Available structures
PDB Ortholog search: PDBe, RCSB
Identifiers
Symbols TACR1 ; NK1R; NKIR; SPR; TAC1R
External IDs OMIM162323 MGI98475 HomoloGene20288 IUPHAR: NK1 ChEMBL: 249 GeneCards: TACR1 Gene
RNA expression pattern
PBB GE TACR1 208049 s at tn.png
PBB GE TACR1 210637 at tn.png
More reference expression data
Orthologs
Species Human Mouse
Entrez 6869 21336
Ensembl ENSG00000115353 ENSMUSG00000030043
UniProt P25103 P30548
RefSeq (mRNA) NM_001058 NM_009313
RefSeq (protein) NP_001049 NP_033339
Location (UCSC) Chr 2:
75.27 – 75.43 Mb
Chr 6:
82.4 – 82.56 Mb
PubMed search [1] [2]

The tachykinin receptor 1 (TACR1) also known as neurokinin 1 receptor (NK1R) or substance P receptor (SPR) is a G protein coupled receptor found in the central nervous system and peripheral nervous system. The endogenous ligand for this receptor is Substance P, although it has some affinity for other tachykinins. The protein is the product of the TACR1 gene.[1]

Properties[edit]

Tachykinins are a family of neuropeptides that share the same hydrophobic C-terminal region with the amino acid sequence Phe-X-Gly-Leu-Met-NH2, where X represents a hydrophobic residue that is either an aromatic or a beta-branched aliphatic. The N-terminal region varies between different tachykinins.[2][3][4] The term tachykinin originates in the rapid onset of action caused by the peptides in smooth muscles.[4] Substance P is the most researched and potent member of the tachykinin family. It is an undecapeptide with the amino acid sequence Arg-Pro-Lys-Pro-Gln-Gln-Phe-Phe-Gly-Leu-Met-NH2.[2] SP binds to all three of the tachykinin receptors, but it binds most strongly to the NK1 receptor.[3]
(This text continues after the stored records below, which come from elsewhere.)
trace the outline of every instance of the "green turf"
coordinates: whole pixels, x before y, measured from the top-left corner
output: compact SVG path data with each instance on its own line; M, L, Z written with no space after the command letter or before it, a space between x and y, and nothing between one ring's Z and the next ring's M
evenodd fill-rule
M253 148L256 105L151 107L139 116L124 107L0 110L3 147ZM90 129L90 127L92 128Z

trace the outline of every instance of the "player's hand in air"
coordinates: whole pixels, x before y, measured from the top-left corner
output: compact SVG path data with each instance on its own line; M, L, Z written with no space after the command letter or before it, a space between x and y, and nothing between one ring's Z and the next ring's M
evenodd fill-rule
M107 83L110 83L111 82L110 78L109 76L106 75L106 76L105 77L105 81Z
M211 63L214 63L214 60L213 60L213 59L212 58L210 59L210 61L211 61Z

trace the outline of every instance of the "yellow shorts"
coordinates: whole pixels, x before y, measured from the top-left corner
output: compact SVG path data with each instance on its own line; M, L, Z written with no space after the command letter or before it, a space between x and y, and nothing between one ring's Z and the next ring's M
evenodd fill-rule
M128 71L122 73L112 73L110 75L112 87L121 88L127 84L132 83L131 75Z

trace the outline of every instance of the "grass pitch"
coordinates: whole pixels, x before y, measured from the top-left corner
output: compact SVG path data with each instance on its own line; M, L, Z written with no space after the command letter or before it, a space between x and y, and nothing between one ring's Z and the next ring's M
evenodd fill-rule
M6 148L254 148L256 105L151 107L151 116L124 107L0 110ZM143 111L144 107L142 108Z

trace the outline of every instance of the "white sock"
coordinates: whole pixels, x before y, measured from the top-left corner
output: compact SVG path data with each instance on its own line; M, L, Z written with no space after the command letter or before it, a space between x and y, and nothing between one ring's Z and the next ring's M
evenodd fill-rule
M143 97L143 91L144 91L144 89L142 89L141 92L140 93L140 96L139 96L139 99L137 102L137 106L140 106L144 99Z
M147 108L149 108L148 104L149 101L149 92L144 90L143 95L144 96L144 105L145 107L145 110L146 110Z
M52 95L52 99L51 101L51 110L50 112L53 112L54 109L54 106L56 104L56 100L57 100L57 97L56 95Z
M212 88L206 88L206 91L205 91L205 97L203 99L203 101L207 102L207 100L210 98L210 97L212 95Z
Tachykinin NK1 receptor[5] consists of 407 amino acid residues, and it has a molecular weight of 58.000.[2][6] NK1 receptor, as well as the other tachykinin receptors, is made of seven hydrophobic transmembrane (TM) domains with three extracellular and three intracellular loops, an amino-terminus and a cytoplasmic carboxy-terminus. The loops have functional sites, including two cysteines amino acids for a disulfide bridge, Asp-Arg-Tyr, which is responsible for association with arrestin and, Lys/Arg-Lys/Arg-X-X-Lys/Arg, which interacts with G-proteins.[5][6]
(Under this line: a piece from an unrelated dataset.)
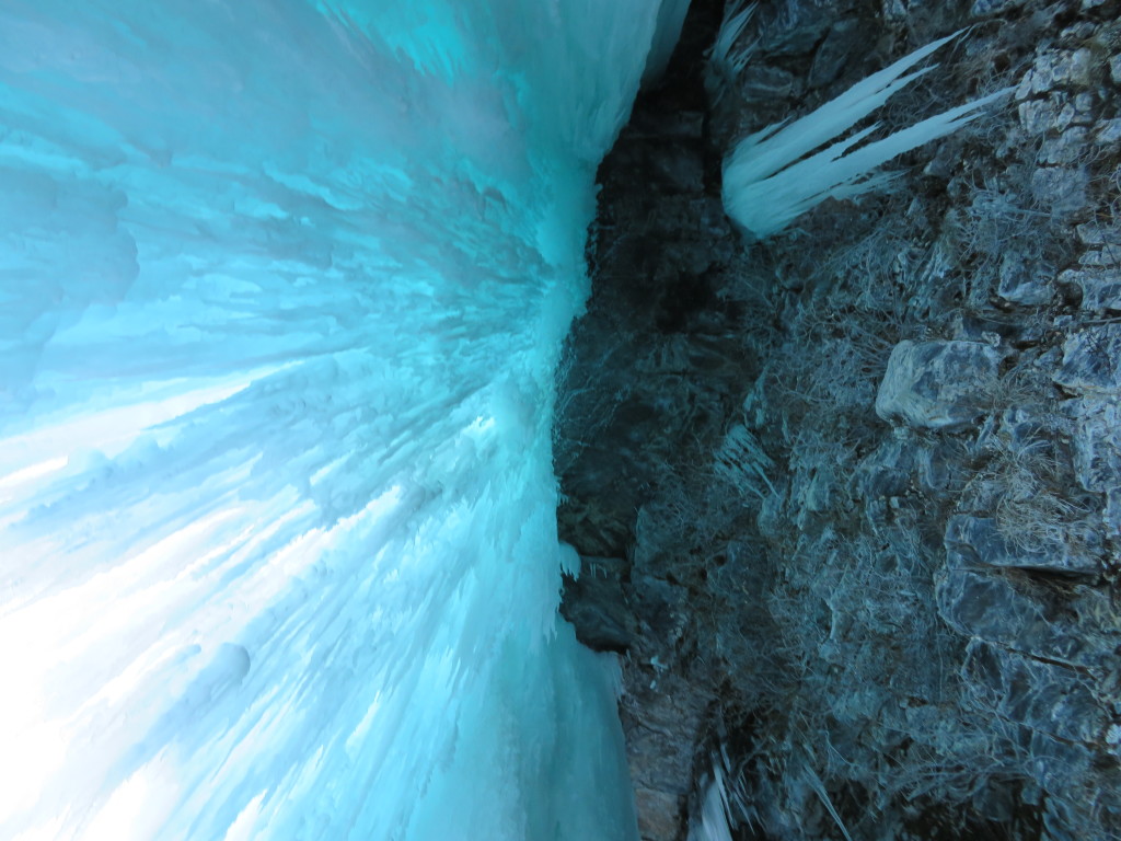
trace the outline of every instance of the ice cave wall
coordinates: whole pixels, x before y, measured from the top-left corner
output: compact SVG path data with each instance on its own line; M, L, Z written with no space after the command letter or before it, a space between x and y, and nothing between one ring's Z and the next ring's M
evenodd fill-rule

Distribution and function[edit]

The NK1 receptor can be found in both the central and peripheral nervous system. It is present in neurons, brainstem, vascular endothelial cells, muscle, gastrointestinal tracts, genitourinary tract, pulmonary tissue, thyroid gland and different types of immune cells.[5][7][4][6] The binding of SP to the NK1 receptor has been associated with the transmission of stress signals and pain, the contraction of smooth muscles and inflammation.[8] NK1 receptor antagonists have also been studied in migraine, emesis and psychiatric disorders. In fact, aprepitant has been proved effective in a number of pathophysiological models of anxiety and depression.[9] Other diseases in which the NK1 receptor system is involved include asthma, rheumatoid arthritis and gastrointestinal disorders.[10]

Mechanism[edit]

SP is synthesized by neurons and transported to synaptic vesicles; the release of SP is accomplished through the depolarizing action of calcium-dependent mechanisms.[2] When NK1 receptors are stimulated, they can generate various second messengers, which can trigger a wide range of effector mechanisms that regulate cellular excitability and function. One of those three well-defined, independent second messenger systems is stimulation, via phospholipase C, of phosphatidyl inositol, turnover leading to Ca mobilization from both intra- and extracellular sources. Second is the arachidonic acid mobilization via phospholipase A2 and third is the cAMP accumulation via stimulation of adenylate cyclase.[11] It has also been reported that SP elicits interleukin-1 (IL-1) production in macrophages, it is known to sensitize neutrophils and enhance dopamine release in the substantia nigra region in cat brain. From spinal neurons, SP is known to evoke release of neurotransmitters like acetylcholine, histamine and GABA. It is also known to secrete catecholamines and play a role in the regulation of blood pressure and hypertension. Likewise, SP is known to bind to N-methyl-D-aspartate (NMDA) receptors by eliciting excitation with calcium ion influx, which further releases nitric oxide. Studies in frogs have shown that SP elicits the release of prostaglandin E2 and prostacyclin by the arachidonic acid pathway, which leads to an increase in corticosteroid output.[4]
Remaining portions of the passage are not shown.